Vom-Blatt-Spielen hat bei mir nicht ganz so schlecht geklappt: Aber da gab es in der Jugend auch Noten-Lese-Bedarf genug: in der Bigband an der Trompete, im Posaunenchor mit gleichzeitigem Transponieren, bei Popsongs am Klavier etc. Nach alledem konnte ich sowohl einfache Noten als auch Rhythmen recht zügig erfassen und teilweise vom Blatt spielen. Außerhalb dieses angeeigneten Erfahrungsbereichs hat das aber nicht funktioniert - vor allem Begleiten habe ich nicht gekonnt. Mit Generalbass-Spielen ist es nichts geworden, auch sonst habe ich das Zeug zum Begleiten von Barock-Stücken am Klavier nicht gehabt.
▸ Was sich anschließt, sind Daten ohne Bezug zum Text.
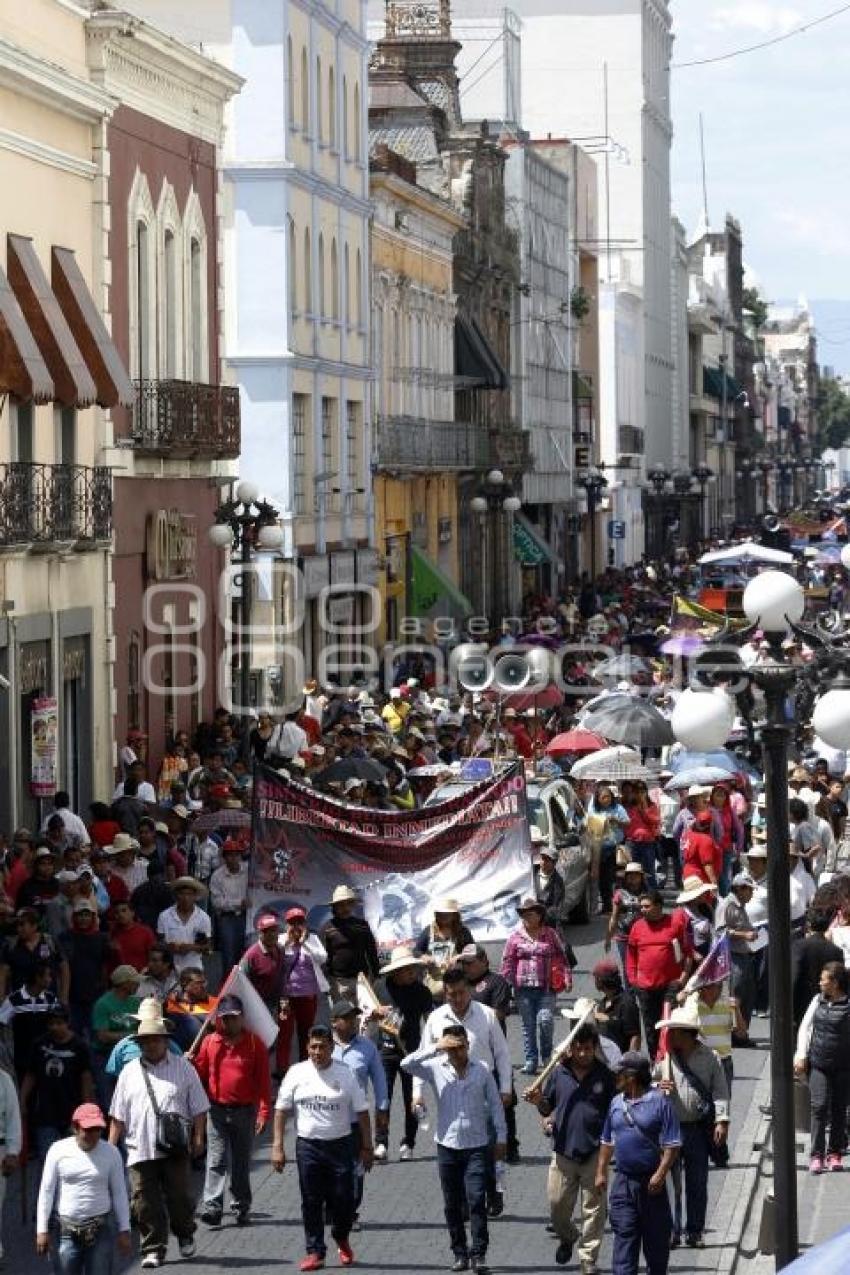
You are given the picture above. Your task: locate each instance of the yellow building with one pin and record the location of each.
(419, 446)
Später war ich daran interessiert, mir bekannte Choräle und Lieder nur mit Melodie-Noten am Klavier begleiten zu können - das ging nämlich auch überhaupt nicht, noch nicht einmal mit ausgesetzten Stücken, war anscheinend ein anderes, mir nicht verinnerlichtes Muster: also neu lernen mit Akkordfolgen, Stimmführung, Tonleitern, Gehörbildung, Akkorde inkl. Optionstönen sowie die richtigen Auslassungen, Rhythmus-Pattern - all das spielt da eine Rolle.
Ich kann normalerweise nicht mal eben am Notenbild erkennen, ob ein Dreiklang Dur oder Moll ist - die Grundnoten sind ja dieselben, nur die Vorzeichen unterscheiden sich. Willst du das spontan entziffern, wird das nichts - musst schon wissen, in welcher Tonart du bist. Aber inzwischen kann ich mir ja vorstellen, ob ein Dreiklang im Gefüge eher Dur oder Moll und ob er eher dominantisch oder subdominantisch sein müsste. Da denke ich aber inzwischen auch in Jazz-Kategorien, also in Stufentheorie u.ä.
Den Grundton lesen: Den muss man ja erst einmal erkennen, das ist ja nicht automatisch die tiefste Note. Du hast recht: Wenn man den "mal eben" erkennt, kommt man mit mancher Musik gut zurecht, aber das hat nichts mehr mit dem reinen Lesen zu tun - um das zügig zu erfassen, musst du zuhause in der Musiktheorie sein.
Ich behaupte also: Je nachdem, was du genau willst, wird das Ziel ein anderes sein, der Weg natürlich auch. Vom-Blatt-Spielen-Können halte ich jedenfalls nicht für eine allgemeine Fähigkeit, sondern für eine sehr kontextbezogene. In einer bestimmten Erfahrungswelt würde ich also mit dem Vertiefen mal anfangen - am besten da, wo du es können willst. Aber wie man das ohne Anlass hinbekommt, kann ich nicht sagen.